The new leader of the Christian Heritage Party of B.C. is calling on Christians of all denominations to have the courage of their convictions in supporting her party in the Oct. 24 provincial election.

“I feel it is the duty of every single Canadian to vote for their principles and stop compromising,” said CHP-BC leader Laura-Lynn Tyler Thompson, a 55-year-old broadcaster from New Westminster who was acclaimed leader at the party’s annual general meeting in Abbotsford earlier this month.

An Evangelical Christian, Tyler Thompson reasons that “if all faith-believing people, those who name the name of Jesus, would vote according to their principles, we would be able to elect the kind of government that will support and continue our values.”

Otherwise, she said, “I think our cowardice is costing us our nation.”

Tyler Thompson will run in the riding of Abbotsford South, held by Darryl Plecas, who sits as an independent after being kicked out of the B.C. Liberal Party for accepting the role of Speaker of the legislature in 2017. Bruce Banman will represent the riding for the Liberals in the election.

In an interview with The B.C. Catholic, Tyler Thompson said abortion, euthanasia, and B.C.’s Sexual Orientation and Gender Identity (SOGI) curriculum are just three of many issues that should galvanize Christians into action. They’re also issues on which the mainstream political parties refuse to allow opposition.

“It has become very clear that the left and the right are basically non-Christian in their values and principles,” said Tyler Thompson, a former co-host of The 700 Club Canada television show. She has sought office unsuccessfully three times in the past three years, twice federally as a candidate for People’s Party of Canada and once for the Burnaby School Board.

She hopes her more-recent political activism “against the onslaught of humanism, socialism, communism, and Marxism” will help people to pay more attention to the party.

The B.C. wing of Canada’s Christian Heritage Party fielded only five candidates in the 2017 general election and received a total of just 3,398 votes – 0.17 percent of ballots cast. Tyler Thompson hopes to double the number of candidates running in the current provincial election.

“Time and chance have brought us to a place where we either begin making the shift to stand boldly for what we believe in, or our future generations will suffer from our cowardice,” she said. “We will look back and see all the wasted votes on parties who didn’t give one hoot [about] what we actually believed in.”

Born in Uganda to missionary parents, she called on Christians to recognize that aspects of the Book of Revelation are unfolding in modern times. Referencing “the mark of the beast” and pointing to a move toward one-world government and a cashless society, she believes billionaire philanthropist George Soros is funding this global movement. “I believe that we have entered a season and a time when we are seeing how that will be implemented. It is from the United Nations, and it is being spread down.”

But some Catholics, including Canada’s bishops and a prominent Catholic political leader in B.C., suggest a more-expansive view on how Christians should put their religious convictions into political action.

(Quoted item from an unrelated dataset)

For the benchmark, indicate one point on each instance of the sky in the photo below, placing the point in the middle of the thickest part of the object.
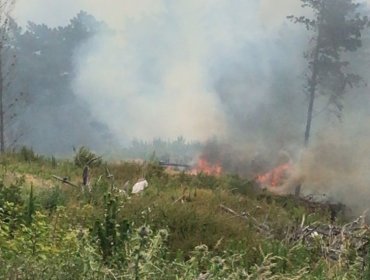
(115, 13)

While Tyler Thompson says Christians have a duty to support her party, the Canadian Conference of Catholic Bishops encourages voters to make “informed and discerning judgments about the options available.”

On life issues, for example, the CCCB’s 2019 federal “Voting as Catholics” guide advises, “The principles of respect for life from conception to natural death and the dignity of the human person should influence how Christians assess a party’s position on key moral issues.” That said, these need not be the exclusive life issues Catholics reference when determining how to cast their ballots.

“Choosing life also means being always concerned for the weakest among us – physically, economically, and socially,” the document said. “It likewise implies the protection of the most fundamental human rights, including the right to religious freedom and freedom of conscience.” 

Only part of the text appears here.